Posted: December 8, 2013 2:00 a.m.
Updated: December 8, 2013 2:00 a.m.
 

Bullying is an increasing problem that affects the lives of students every day. This can happen anywhere from school to the online growing social media. When a person is bullied it affects their everyday life.

We want it to stop.

“Sticks and stones may break my bones but words can never hurt me.” This common phrase is heard so often we seem to forget that cruel words and actions do hurt. These repetitive harsh words and actions are also known as bullying. There are three forms of bullying; verbal bullying (taunting, name calling) physical bullying (hitting, yelling), and social bullying (gossip, leaving someone out).

Why then do people bully others if they know it is the wrong thing to do? People that choose to bully others often want to make themselves feel better because they may feel lesser than other people. They may also choose to use their popularity, physical strengths and or talents to point out others weaknesses or flaws. This is also called the “Imbalance of Power,” because the person uses his or her power in a negative way.

A majority of people in the United States watch television and go on the Internet. It entertains us and takes away our boredom when we have absolutely nothing to do. It just seems like the joy of the media can never end! There are so many good things that the media can bring to us, but sometimes it seems as people completely ignore the bad things. The media can also set hurtful, untrue stereotypes, and influence terrible behavior.

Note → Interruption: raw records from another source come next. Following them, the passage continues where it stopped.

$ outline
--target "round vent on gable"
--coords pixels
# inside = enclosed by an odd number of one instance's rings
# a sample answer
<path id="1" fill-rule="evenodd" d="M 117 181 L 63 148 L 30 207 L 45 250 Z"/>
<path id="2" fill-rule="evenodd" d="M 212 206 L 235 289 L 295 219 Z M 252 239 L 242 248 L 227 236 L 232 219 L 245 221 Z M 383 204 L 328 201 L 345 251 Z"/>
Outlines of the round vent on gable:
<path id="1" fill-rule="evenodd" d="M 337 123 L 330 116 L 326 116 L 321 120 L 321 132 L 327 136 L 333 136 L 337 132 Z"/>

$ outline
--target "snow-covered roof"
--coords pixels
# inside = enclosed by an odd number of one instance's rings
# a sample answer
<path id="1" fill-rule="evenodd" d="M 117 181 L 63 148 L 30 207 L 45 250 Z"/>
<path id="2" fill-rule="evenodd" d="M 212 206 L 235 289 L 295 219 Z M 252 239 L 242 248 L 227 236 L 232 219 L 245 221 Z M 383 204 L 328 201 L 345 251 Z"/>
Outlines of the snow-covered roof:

What are examples of these stereotypes? One example is that men/boys have to be tough, and show no, what is known as, ‘feminine emotions’, such as sadness. If they cry, they are considered not to be ‘real men’, which is false. This can be easily used as a weapon for the use of bullying. It is definitely okay for a man to show emotion.

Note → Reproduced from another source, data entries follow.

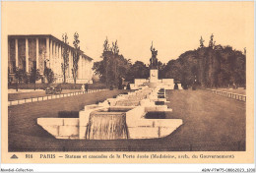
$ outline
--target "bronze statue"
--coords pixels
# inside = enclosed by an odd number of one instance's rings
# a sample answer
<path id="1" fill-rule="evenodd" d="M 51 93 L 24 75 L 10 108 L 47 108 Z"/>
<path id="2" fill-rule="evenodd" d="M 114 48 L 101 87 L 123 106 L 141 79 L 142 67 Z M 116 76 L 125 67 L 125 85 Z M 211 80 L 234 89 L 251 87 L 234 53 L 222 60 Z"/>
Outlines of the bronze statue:
<path id="1" fill-rule="evenodd" d="M 158 50 L 156 50 L 154 47 L 153 47 L 153 41 L 152 41 L 152 45 L 151 45 L 151 52 L 152 52 L 152 58 L 151 58 L 151 65 L 150 65 L 150 68 L 151 69 L 158 69 L 158 58 L 157 58 L 157 55 L 158 55 Z"/>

Another stereotype we adopt from the media is our view of beauty.

Our view of beauty is so narrow-minded and limited, that this becomes a prime element that is used for bullying others. Most models, although gorgeous, have to be tall, thin, and sometimes even have to have desirable body features. According to our media, to be beautiful, you cannot be overweight, too short, and not lack in feminine body traits. This is so untruthful, and can be emotionally upsetting if used against someone. Why can’t our community have bigger or shorter girls as models as well? If people open their perspective of beauty, these girls can be stunning as well. And they are stunning! And not only that, but it can also stop some cases of bullying as well!

These were only a couple of a myriad of stereotypes than can be used and influenced by bullies.

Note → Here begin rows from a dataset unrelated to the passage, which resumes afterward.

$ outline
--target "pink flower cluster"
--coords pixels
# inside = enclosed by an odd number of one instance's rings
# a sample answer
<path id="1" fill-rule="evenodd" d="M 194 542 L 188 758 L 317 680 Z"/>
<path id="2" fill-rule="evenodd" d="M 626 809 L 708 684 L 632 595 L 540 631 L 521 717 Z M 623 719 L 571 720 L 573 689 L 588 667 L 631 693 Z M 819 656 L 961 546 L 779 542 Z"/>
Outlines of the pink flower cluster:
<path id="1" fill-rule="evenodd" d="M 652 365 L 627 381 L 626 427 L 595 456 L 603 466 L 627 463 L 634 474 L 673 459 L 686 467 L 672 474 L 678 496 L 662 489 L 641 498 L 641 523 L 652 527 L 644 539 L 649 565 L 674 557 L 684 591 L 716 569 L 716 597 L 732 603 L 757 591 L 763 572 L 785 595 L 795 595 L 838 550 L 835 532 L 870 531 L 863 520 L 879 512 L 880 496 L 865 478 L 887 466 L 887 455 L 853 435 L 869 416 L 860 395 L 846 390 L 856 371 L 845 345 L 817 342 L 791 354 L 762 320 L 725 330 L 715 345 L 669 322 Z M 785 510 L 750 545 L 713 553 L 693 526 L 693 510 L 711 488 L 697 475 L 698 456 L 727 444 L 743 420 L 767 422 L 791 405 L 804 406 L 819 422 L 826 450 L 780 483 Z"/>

If you are a victim of bullying, express to the bully that you do not appreciate how he/she is treating you. If it continues talk to a teacher, school counselor, principal, or any staff administrator at your school. You are not alone, and your voice counts. If you are a bully, please take note to remember that not all kids may have the same lifestyle as you. They may have come from a sorrowful, tragic background, so maybe that’s why they are different. That is what makes them unique and special. And if you come from an unbearable background, don’t take out your anger and frustrations on other people. Tell an adult what is going on, and they may be able to assist you. Also if you see bullying happen speak up, don’t just stand there. You could change their day and make a new friend!

Rachel Larimer, Isabella Zepeda, and Renz Culaste are ninth-graders at SCVi Charter School.